High fertiliser prices threaten food production amid drought worries

Thursday November 25 2021
Workers seal sacks of Kunlun urea at a chemical fertiliser plant in China.

Chinese workers seal sacks of Kunlun urea at a chemical fertiliser plant of China National Petroleum Corporation in Tarim, northwest China. PHOTO | AFP


Food insecurity in the region —where several conflicts in the Horn of Africa, climate change and socio-economic conditions are already a cause for worry — is about to get worse as the global price of fertiliser soars.

Economists from the World Bank have warned that high fertiliser prices could exert inflationary pressures on food prices, compounding food security concerns at a time when the Covid-19 pandemic and drought induced by climate change are making access to food more difficult.

According to the World Bank's latest Commodity Markets Outlook released on Monday, skyrocketing fertiliser prices “will see more rationing, as farmers are forced to use less because it’s too expensive”, potentially disrupting food production and supply, especially for staples like maize. Prices are being driven by surging energy costs, supply restrictions and trade policies.

Production cuts

Higher natural gas prices in Europe also resulted in widespread production cutbacks in ammonia — an important input for nitrogen fertilisers — while escalating thermal coal prices in China led to a rationing of electricity use in some provinces forcing fertiliser factories to cut production.
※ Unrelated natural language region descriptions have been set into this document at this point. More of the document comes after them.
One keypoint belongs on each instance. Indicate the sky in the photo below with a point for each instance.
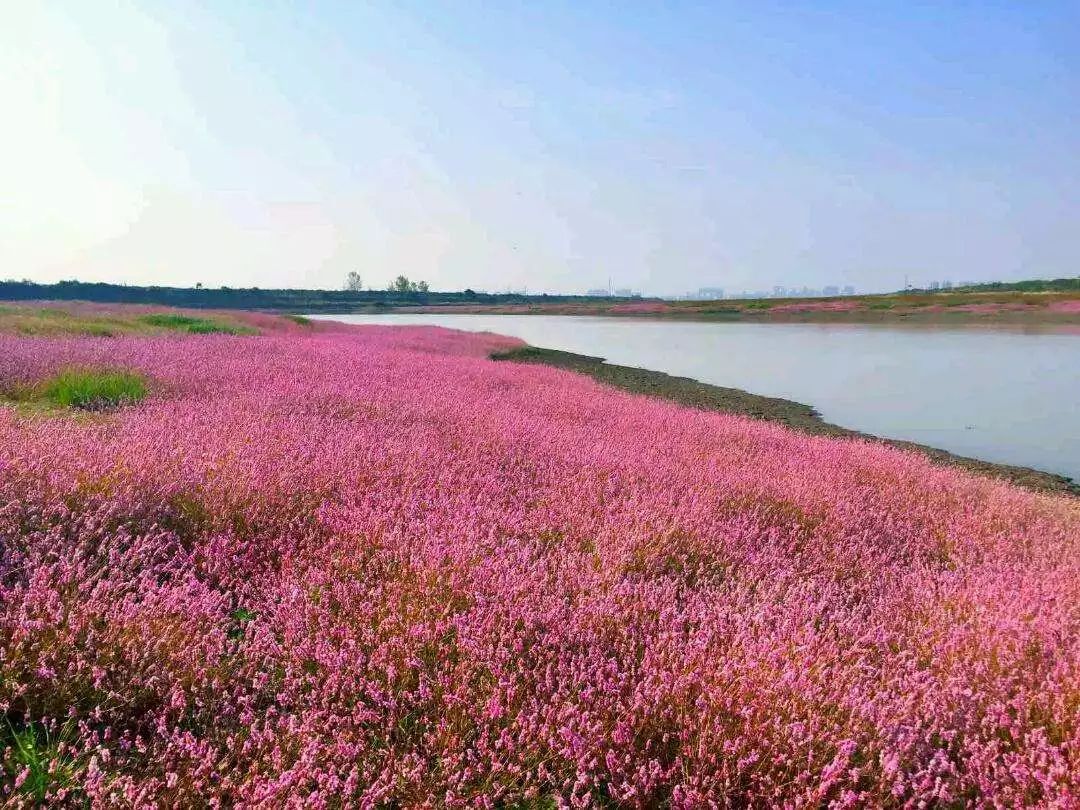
(545, 146)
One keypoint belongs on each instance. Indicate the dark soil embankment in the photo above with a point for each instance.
(797, 416)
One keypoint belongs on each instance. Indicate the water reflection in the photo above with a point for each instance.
(1001, 392)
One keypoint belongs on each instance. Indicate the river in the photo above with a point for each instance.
(1002, 394)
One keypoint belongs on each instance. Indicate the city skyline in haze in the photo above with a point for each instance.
(738, 146)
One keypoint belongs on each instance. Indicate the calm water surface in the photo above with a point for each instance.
(1000, 394)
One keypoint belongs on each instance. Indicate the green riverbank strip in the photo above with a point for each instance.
(797, 416)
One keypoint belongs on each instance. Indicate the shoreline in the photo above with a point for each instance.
(797, 416)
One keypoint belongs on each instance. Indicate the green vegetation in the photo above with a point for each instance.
(194, 325)
(93, 389)
(32, 748)
(1031, 285)
(402, 284)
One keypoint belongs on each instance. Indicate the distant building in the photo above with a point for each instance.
(710, 294)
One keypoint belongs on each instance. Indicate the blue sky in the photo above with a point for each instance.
(550, 146)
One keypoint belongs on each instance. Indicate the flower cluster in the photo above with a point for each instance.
(372, 567)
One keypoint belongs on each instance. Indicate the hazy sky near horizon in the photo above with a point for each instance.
(551, 146)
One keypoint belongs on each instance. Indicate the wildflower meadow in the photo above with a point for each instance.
(370, 567)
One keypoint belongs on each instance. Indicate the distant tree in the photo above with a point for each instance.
(402, 284)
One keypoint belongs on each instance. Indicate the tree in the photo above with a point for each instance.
(402, 284)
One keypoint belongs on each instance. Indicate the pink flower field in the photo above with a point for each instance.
(372, 567)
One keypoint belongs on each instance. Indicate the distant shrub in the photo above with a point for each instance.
(93, 390)
(194, 325)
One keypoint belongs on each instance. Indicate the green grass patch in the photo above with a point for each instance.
(31, 747)
(93, 390)
(196, 325)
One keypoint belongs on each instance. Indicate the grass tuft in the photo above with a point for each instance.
(31, 748)
(196, 325)
(93, 390)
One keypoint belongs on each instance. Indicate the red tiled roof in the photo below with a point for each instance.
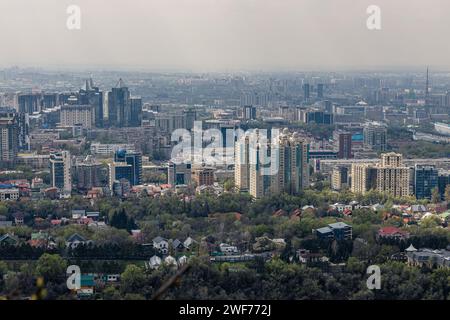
(390, 231)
This is happening at a time when China and Russia, the world’s biggest fertiliser producers, are restricting exports to shore up domestic supplies.


China announced suspension of fertiliser exports until June 2022 to ensure domestic availability. Its DAP exports account for approximately one-third of global trade. Russia too recently announced restrictions on nitrogen and phosphate fertiliser exports for six months, effective December 1, 2021.
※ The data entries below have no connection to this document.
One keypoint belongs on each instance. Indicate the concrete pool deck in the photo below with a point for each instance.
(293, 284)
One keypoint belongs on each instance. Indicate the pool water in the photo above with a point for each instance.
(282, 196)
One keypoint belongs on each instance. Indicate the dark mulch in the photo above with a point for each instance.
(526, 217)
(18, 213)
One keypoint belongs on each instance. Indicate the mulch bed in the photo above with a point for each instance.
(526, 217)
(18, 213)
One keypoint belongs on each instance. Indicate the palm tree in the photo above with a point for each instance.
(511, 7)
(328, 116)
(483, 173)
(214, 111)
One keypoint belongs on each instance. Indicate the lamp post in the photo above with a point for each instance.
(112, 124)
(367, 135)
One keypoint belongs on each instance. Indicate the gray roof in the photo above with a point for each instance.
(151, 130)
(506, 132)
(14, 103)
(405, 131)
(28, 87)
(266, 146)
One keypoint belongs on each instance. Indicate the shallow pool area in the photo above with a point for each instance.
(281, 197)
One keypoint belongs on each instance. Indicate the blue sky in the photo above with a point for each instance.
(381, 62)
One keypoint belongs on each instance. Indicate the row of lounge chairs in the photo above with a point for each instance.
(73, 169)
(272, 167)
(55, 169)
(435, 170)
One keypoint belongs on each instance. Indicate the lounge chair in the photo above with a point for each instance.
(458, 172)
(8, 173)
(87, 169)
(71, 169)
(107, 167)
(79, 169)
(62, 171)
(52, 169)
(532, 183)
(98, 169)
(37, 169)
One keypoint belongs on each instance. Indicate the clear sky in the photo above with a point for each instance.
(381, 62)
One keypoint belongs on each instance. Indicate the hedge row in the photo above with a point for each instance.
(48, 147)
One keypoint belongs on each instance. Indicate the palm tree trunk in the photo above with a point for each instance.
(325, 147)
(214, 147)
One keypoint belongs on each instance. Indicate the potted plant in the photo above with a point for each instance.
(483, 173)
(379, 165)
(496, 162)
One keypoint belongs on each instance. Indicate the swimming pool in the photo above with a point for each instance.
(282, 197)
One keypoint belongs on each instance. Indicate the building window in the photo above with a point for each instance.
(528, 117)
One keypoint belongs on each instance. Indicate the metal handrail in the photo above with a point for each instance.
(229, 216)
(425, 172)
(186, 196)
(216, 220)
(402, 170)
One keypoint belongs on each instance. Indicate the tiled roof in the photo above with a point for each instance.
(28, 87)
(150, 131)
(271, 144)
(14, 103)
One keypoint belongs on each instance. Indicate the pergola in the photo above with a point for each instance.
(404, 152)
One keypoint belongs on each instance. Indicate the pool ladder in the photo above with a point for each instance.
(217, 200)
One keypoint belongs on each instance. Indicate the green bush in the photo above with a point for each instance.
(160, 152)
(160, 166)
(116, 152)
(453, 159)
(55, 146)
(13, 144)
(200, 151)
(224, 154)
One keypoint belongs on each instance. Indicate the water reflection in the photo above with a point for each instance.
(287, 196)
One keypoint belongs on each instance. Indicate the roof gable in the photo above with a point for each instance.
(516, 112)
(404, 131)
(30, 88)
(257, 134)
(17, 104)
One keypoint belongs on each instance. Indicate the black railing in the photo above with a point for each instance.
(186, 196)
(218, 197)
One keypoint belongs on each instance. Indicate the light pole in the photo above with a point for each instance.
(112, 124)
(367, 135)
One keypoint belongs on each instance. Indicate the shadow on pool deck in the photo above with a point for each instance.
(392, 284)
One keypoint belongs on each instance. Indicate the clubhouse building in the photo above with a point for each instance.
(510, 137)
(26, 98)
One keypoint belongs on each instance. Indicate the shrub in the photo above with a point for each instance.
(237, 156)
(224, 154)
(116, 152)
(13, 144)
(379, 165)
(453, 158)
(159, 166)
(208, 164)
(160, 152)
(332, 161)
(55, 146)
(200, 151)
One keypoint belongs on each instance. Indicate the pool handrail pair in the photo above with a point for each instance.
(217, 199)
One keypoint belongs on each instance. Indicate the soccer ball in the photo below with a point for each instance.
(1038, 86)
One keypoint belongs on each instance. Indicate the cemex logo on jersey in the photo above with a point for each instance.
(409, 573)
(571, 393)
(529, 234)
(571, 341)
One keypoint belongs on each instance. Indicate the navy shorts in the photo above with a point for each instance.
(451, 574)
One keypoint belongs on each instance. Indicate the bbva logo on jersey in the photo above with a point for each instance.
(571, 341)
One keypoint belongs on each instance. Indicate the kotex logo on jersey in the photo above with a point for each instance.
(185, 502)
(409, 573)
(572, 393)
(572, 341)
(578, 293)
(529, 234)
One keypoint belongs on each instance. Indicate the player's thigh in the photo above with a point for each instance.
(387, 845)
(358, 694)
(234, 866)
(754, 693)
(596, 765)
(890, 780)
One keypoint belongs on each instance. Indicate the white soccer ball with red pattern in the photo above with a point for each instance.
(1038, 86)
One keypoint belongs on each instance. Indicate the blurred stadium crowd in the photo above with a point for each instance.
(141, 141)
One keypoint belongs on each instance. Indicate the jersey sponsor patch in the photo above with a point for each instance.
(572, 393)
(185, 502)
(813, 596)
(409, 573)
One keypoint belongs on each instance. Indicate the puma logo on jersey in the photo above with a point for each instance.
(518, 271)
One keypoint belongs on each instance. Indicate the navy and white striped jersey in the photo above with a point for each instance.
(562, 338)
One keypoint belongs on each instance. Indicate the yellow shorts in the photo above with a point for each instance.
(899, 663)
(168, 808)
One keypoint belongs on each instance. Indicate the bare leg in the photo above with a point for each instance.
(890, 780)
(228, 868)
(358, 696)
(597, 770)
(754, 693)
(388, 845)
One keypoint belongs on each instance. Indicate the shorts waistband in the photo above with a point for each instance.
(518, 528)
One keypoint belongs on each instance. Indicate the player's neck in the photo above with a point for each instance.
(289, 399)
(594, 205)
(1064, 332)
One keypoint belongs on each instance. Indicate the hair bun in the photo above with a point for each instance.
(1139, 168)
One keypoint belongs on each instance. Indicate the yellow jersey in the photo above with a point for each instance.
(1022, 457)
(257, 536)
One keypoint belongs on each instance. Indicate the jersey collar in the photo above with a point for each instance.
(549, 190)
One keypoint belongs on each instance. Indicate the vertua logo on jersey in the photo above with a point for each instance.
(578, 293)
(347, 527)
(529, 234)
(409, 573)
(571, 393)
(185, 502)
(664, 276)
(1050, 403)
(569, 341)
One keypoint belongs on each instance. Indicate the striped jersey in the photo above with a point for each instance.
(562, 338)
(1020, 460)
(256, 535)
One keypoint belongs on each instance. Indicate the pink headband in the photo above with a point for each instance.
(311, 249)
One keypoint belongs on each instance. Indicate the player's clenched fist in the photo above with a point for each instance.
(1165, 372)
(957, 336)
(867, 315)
Fertiliser prices increased sharply in the third quarter of 2021 and continued rising in early November, reaching levels unseen since the 2008-2009 global financial crisis, the World Bank said.
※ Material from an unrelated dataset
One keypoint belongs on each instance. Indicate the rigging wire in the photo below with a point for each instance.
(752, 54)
Globally according to the analysis, the price of DAP (diammonium phosphate), the world's most widely used phosphorus fertiliser, has steadily gone up from a monthly average of $603.1 per metric tonne in August to $643.8 in September and $672.9 in October. The price of TSP (triple superphosphate) jumped from $555 per metric tonne in August to $573.8 in September and $618 in October.

A spot check of prices in Kenya this week showed that a 50kg bag of fertiliser now costs between Ksh4,000 ($35.67) and Ksh5,000 ($44.58) up from Ksh3,000 ($26.75) to Ksh3,800 ($33.88) in May.

In Rwanda, the DAP 50kg bag of fertiliser retails for Rwf31,650 ($31.04) from Rwf30,750 ($30.16) three months ago. The price of a 50kg bag of urea fertiliser increased from Rwf22,500 ($22.07) to Rwf28,000 ($27.46) in the same period while NPK fertiliser prices increased from Rwf32,500 ($31.87) to Rwf35,900 ($35.21) per 50kg.

Fertiliser companies — including Norwegian company Yara and BASF and Borealis — have announced reductions.

However, DAP prices are projected to remain elevated in the first half of 2022 on expectations of tight supply. Fertiliser production in the region has dropped as much as 40 percent.